I’ve been quite lucky with the timetable, so like Wednesday I could have a relaxed morning on Thursday. Friday is a half day (so that attendees can head home before the weekend) but I popped into London for the last session and to say goodbye to anyone who was still around.
Before lunch on Thursday I had a chat with various people including Tim Griffin (who I have not previously met despite working in the building hext door to him!) and Geoff Huston. Geoff thanked me for my suggestion about avoiding a potential interop gotcha in his kskroll-sentinel draft that I covered on Tuesday, and I thanked him for his measurement work on fragmentation. He told me to not to forget Davey Song’s clever “additional truncated response” idea, so I posted a followup to yesterday’s notes on fragmentation to the dnsop list.
Over lunch there was a talk by David Conrad about replacing the root DNSSEC key. I have been paying attention to this process so there were no big surprises. It’s difficult to get good data on how DNSSEC is configured or misconfigured, hence the kskroll-sentinel draft, and it’s difficult to get feedback from operators about their approaches to the rollover. An awkward situation, but hopefully the rollover won’t have to be postponed again.
After lunch was the DNS-over-HTTPS working group meeting.
This started with some feedback from the hackathon, and then a discussion of the current state of the draft spec. It is close to being ready, so the authors hope to push it to last call within a few weeks. (The DoH WG has been remarkably speedy - it helps to have a simple protocol!)
After that, there was some discussion about what comes next. The WG chairs plan to close the working group after the spec is published, unless there is consensus to pusrsue some follow-up work. There was also a presentation from dkg about using HTTP/2 push to send unsolicited DoH responses: in what situations can browsers use these responses safely? are they useful for avoiding DNS lookup latency?
I still don’t know if DoH is a massive distraction from the bad idea fairy. It feels to me like it might be one of those friction-reducing technologies that changes the balance of trade-offs in ways that have unexpected consequences.
In the next session I missed the jmap meeting and instead spent some time in the code lounge with Evan Hunt (ISC BIND), Peter van Dijk (PowerDNS), and Matthijs Mekking (Dyn), hammering out some details of ANAME (at least for authoritative servers).
PowerDNS and Dyn have existing (non-standard, differing) implementations of this functionality, so we were partly trying to work out how a standardized version could cover existing use cases. One thing that slightly surprised me was that PowerDNS does ALIAS expansion during an outgoing zone transfer - I had not previously considered that mechanism, but PowerDNS is designed around dynamic zone contents, so I guess their zone transfer code has to quite a lot more work than BIND.
We ended up with a few almost-orthogonal considerations: Is the server a primary or a secondary for the zone? Is the zone signed or not? Does the server have the private keys for the zone? Does the server actively expand ANAME when answering queries, or passively serve pre-expanded addresses from the zone?
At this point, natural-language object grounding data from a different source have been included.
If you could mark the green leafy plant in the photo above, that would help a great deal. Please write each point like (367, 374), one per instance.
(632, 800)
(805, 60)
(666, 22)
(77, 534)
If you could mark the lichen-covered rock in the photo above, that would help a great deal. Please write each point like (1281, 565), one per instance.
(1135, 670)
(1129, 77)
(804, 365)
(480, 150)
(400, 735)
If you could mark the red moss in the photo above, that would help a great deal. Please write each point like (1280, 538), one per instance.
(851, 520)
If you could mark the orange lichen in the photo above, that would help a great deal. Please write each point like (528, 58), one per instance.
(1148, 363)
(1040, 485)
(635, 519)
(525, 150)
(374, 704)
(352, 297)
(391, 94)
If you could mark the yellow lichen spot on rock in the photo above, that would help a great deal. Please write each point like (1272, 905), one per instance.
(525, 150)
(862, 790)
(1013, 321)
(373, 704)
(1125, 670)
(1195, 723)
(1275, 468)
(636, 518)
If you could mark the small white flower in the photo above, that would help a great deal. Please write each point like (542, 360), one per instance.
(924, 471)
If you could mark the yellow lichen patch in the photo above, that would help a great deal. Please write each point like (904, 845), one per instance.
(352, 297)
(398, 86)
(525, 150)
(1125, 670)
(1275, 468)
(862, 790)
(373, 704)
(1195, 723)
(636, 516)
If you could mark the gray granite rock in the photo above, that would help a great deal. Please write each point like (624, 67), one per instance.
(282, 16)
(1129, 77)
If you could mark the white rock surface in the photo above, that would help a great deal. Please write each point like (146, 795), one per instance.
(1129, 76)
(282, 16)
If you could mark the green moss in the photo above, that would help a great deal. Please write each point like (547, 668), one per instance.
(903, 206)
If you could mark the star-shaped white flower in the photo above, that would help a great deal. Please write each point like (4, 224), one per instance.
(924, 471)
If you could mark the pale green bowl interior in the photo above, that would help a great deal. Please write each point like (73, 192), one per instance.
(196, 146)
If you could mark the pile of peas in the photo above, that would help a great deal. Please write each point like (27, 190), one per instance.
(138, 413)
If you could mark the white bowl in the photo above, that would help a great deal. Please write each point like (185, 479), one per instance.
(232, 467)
Does the server expand ANAME on outgoing zone transfers, or transfer the zone verbatim?
There are a few combinations that don’t make sense, and a few that end up being equivalent, but it’s quite a large and confusing space to navigate.
I think we managed to resolve several questions (as it were) and had a useful meeting of minds, so I’m looking forward to more progress with this draft.
Shumon Huque has a nice operations draft explaining how to manage DNSSEC keys for zones served by multiple DNS providers which I reviewed on the mailing list.
Ray Bellis presented catalog zones which I quite like, though it isn’t quite the right shape for simplifying the tricky parts of my configuration, though it does simplify our stealth secondary config a lot. But a lot of others in the room do not like abusing the DNS for server configuration
Matthijs Mekking presented his idea for less verbose zone transfers. This is something we discussed in the mfld track at the previous London IETF and although it is quite a fun idea, Matthijs now thinks that if we are going to revise the zone transfer protocol, it would probably be better to move it out of band so that there’s the flexibility to do even more clever things without overloading Bert’s camel.
We ran out of time before we got to Petr Špaček’s camel-diet draft. This is related to the agreement between the big 4 open source DNS servers that next year they will stop working around broken EDNS implementations
For the final session I went to the working group on limited additional mechanisms for PKIX and SMIME. Paul Hoffman clued me in that there would be some discussion of CAA (X.509 certificate authority authorization) DNS records. There’s a revision of the spec in the works, which includes more operational advice that I should review wrt the problems we had back in September preventing some certificates from being issued.
On Thursday evening I went to a Thai restaurant with some friendly Dutch DNS folks. I foolishly chose the “most adventurous” menu item, which was nice and stinky although a bit too spicy. I think I still smell of fish sauce…
The end of my IETF was lunch with John Levine chatting about ISOC and our shared tribulations of the small-scale DNS operator.
And now I am on my way home at the end of a long busy week, hopefully in time to pick up my new specs from the optician.